To explore the effects of an expanding population on the probability of seeing a variant in a case and not in controls, we used coalescent theory to simulate a population with effective size 10,000 and current size 6 billion. Expansion from 10,000 to 6 billion took place in the population beginning 500 generations ago. The mutation rate was scaled down from 2.0625 × 10-8 to 1.675 × 10-8 mutations per base per generation for the expanding population simulations in order to generate the same expected number of segregating sites as were seen when the population size was assumed constant. 2.0625 × 10-8 is the mutation rate that will lead to θ equal to 8.25 × 10-4 for a population of size 10,000.

In addition, we modeled a population of constant size and verified that the probability of seeing a variant in a randomly chosen individual and not in any other individual was approximately the same as the value obtained using the mathematics presented earlier. All simulations were done assuming no recombination between sites.

Results

Table 3 gives the results, under our null neutral model, of no causal association between a variant and disease, for a mutation-detection experiment in which a single patient is heterozygous for a variant not found in a group of controls or for an experiment in which the patient is homozygous for a variant never found in homozygous state in controls. Table 3A contains three sections. In the first, the genome-wide average θ of 8.25 × 10-4 is used. In the second and third sections, θ for coding regions, 4.8 × 10-4, is used. The second section adjusts θ for a base that is conserved in mice, and the third adjusts θ for a base that is conserved in fugu. Within each section, the first column lists P-values associated with examining 10 kb of sequence in one patient and in 10–200 unaffected controls, and the second column gives the maximum length of sequence (kb) that may be examined to keep the P-value under 0.05. Table 3B compares P-values obtained using simulation for a population of constant size and for an expanding population.
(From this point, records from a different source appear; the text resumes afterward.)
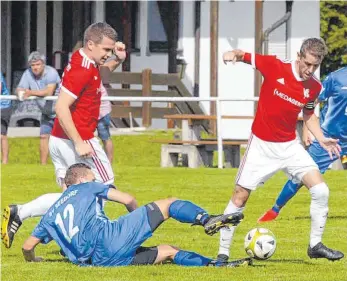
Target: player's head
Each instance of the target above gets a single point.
(78, 173)
(99, 41)
(311, 55)
(37, 63)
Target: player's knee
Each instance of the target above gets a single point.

In Table 3B, the length of the region examined was held constant at 10 kb, and 10,000 replicates were performed to obtain each value. Table 3C gives the minimum size of the control group that must be examined in order to keep the P-value near 0.05 for 1–10 kb of sequence examined. The values in Table 3 were calculated using equation 2, which assumes no recombination between sites. Results for free recombination, obtained using equation 3, can be found in Supplemental Table 1 and Supplemental Figure 1.

Table 3.

Mutation detection experiment with patient heterozygous for a variant not found in k control individuals (2k chromosomes)
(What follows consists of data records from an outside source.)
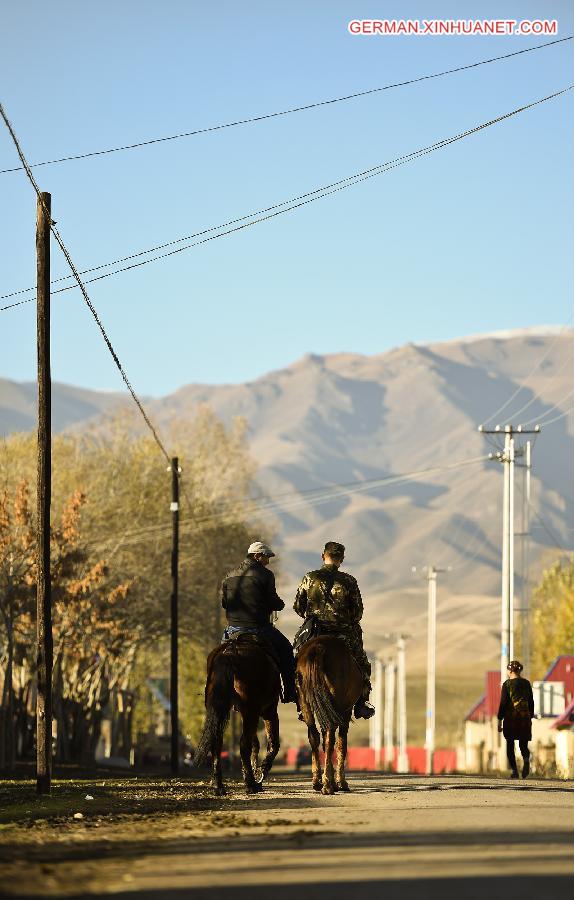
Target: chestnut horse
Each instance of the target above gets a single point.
(329, 683)
(242, 675)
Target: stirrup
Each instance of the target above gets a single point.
(363, 709)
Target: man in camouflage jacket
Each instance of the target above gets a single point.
(333, 598)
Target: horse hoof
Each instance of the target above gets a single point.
(253, 788)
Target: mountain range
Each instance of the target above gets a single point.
(383, 453)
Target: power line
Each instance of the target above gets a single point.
(534, 369)
(290, 500)
(271, 212)
(286, 112)
(539, 393)
(89, 303)
(562, 414)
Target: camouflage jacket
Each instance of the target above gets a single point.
(342, 605)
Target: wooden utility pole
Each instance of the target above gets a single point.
(173, 689)
(44, 491)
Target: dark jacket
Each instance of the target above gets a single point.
(516, 709)
(248, 594)
(331, 596)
Table 4A gives the P-values that would be obtained using our method for 5, 10, 20, and 50 kb examined and for a traditional case-control approach for varying allele frequencies with 50 cases and 50 controls, using equation 4. Table 4A also gives the expected number of polymorphic sites among a group of 50 individuals for regions that are 5, 10, 20, or 50 kb in length. In Table 4B, the length of sequence examined is held constant at 5 kb. P-values are shown for the traditional case-control method and for our method for case and control group sizes of 100, 200, and 500 individuals, assuming no recombination between sites. Analogous free recombination values obtained using equation 7 are given in Supplemental Table 2. Results for inbred homozygous patients and compound heterozygotes can be found in Supplemental Table 3 and Supplemental Figure 2, respectively.

Table 4.

Comparison of our case-control results to traditional case-control analyses

Unless otherwise stated, all figures and tables wer egenerated using the genome-wide average θ, 8.25 × 10-4, under the assumption of a constant population size, and completely neutral variation (no causal association of the variation with the disease).

Discussion

We have presented several methods for calculating P-values for mutation-detection experiments. These methods provide a solution to the multiple-testing problem that is inherent in such an experiment by taking into account the length of sequence examined for the purpose of identifying novel variants. Bases sequenced for this purpose are separate, although not independent, tests. By modeling the distribution of expected number of variants in a given region, we are able to account for the length of sequence examined in a biologically relevant manner.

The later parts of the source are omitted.